Detta had ordered the pizza just like she had done so many nights prior but this time she wasn’t focused on size or toppings but on the onslaught of information she had just received. It had been the most Marko ever divulged to her in one sitting and she hoped that she would be able to remember it all. There was so much the history books had failed to capture in regards to vampire lore but she doubted it would make a difference. People had a tendency to distort reality to their liking since it had started from the supposed beginning, transferring Vlad’s harvesting to his own want to consume human life. The Order seemed to function more as a secret society than a governing body and for once she shared the slightest bit of sympathy for David now that she knew just how terrible disassociation was.

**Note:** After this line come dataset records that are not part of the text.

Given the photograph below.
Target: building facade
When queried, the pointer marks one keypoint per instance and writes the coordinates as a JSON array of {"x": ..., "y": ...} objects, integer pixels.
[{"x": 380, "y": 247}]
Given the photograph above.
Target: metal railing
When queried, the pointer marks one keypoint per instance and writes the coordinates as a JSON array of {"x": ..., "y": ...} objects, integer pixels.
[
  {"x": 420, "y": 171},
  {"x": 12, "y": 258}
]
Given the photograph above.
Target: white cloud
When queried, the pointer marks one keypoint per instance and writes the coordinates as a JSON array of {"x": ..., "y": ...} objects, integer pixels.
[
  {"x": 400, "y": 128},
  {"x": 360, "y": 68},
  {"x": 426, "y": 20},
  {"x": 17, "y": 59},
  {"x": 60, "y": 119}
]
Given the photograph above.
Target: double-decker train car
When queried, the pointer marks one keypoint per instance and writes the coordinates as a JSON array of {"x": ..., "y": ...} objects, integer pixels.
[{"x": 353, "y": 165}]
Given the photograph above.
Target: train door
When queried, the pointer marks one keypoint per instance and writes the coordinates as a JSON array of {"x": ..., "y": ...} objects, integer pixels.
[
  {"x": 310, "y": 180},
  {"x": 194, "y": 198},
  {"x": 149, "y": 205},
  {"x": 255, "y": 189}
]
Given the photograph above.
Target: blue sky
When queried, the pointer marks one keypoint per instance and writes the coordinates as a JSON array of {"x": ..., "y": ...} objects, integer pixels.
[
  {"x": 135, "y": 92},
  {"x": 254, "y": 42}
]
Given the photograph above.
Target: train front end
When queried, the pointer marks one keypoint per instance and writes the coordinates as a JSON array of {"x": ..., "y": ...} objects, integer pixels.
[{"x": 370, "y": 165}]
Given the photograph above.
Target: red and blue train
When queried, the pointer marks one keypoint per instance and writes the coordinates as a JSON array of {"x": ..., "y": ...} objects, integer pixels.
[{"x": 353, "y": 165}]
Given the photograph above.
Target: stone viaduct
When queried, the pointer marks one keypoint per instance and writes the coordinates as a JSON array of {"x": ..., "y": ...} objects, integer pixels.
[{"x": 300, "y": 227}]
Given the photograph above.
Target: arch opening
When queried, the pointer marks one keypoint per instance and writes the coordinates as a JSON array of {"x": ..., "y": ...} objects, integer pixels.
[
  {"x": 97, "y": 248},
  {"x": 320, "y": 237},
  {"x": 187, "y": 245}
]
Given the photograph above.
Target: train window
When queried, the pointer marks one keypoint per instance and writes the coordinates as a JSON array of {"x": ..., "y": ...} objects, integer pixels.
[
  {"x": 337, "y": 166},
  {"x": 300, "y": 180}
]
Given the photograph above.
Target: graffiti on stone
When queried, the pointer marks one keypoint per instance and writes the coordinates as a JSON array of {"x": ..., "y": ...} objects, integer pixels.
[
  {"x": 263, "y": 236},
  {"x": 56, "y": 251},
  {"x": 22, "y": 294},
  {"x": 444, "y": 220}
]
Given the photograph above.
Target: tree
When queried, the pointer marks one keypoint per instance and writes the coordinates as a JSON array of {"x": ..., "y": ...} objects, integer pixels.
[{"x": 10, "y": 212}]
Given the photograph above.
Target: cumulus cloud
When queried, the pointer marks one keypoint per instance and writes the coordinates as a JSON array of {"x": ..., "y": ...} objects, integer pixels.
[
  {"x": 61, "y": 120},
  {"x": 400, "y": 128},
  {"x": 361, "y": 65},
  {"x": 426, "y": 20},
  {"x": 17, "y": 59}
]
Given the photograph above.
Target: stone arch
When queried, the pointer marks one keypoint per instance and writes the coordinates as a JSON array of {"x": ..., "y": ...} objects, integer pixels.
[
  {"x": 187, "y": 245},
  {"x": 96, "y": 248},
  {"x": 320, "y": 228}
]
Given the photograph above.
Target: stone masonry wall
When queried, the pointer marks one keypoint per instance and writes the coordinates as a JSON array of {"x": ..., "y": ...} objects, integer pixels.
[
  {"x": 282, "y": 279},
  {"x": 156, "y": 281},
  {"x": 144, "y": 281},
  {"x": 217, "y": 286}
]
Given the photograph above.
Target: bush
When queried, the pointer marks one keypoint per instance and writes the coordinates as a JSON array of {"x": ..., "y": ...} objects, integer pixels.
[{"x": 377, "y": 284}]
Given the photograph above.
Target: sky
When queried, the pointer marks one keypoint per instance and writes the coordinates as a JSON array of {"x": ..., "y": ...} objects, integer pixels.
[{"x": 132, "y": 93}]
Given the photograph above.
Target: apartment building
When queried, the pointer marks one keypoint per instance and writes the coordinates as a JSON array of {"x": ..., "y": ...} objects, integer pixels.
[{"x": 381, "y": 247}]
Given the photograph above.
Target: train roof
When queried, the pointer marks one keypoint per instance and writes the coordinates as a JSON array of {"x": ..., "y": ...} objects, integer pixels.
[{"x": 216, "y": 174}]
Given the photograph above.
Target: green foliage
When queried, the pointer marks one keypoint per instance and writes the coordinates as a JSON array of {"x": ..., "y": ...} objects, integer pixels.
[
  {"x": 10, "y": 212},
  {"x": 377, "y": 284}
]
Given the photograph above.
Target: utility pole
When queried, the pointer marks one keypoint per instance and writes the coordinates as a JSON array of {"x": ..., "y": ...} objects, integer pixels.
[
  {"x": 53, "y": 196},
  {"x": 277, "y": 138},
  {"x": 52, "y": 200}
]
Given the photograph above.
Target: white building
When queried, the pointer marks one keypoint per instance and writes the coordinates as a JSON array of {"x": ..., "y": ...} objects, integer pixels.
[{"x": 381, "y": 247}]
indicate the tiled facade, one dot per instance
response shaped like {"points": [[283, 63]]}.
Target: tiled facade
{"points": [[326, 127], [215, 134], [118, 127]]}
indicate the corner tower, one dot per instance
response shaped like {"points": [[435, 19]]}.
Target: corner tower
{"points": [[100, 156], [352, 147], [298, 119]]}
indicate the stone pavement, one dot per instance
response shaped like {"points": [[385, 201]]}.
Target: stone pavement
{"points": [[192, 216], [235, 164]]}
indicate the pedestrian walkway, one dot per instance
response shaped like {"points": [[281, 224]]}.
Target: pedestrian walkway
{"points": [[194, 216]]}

But now she would have to use this information, along with her knowledge gathered over the few short years she’d been a vampire, to get her through what she could only guess was going to be a tumultuous ride through someone else’s love life. Family matters are one thing but choosing a mate should be a singular event, not a bonding experience. A sense of foreboding crept into the pit of Detta’s stomach but it was quickly quelled when Marko pressed the arctic metal of a freshly retrieved can of soda against her neck. Leave it to Marko to send shivers down her spine.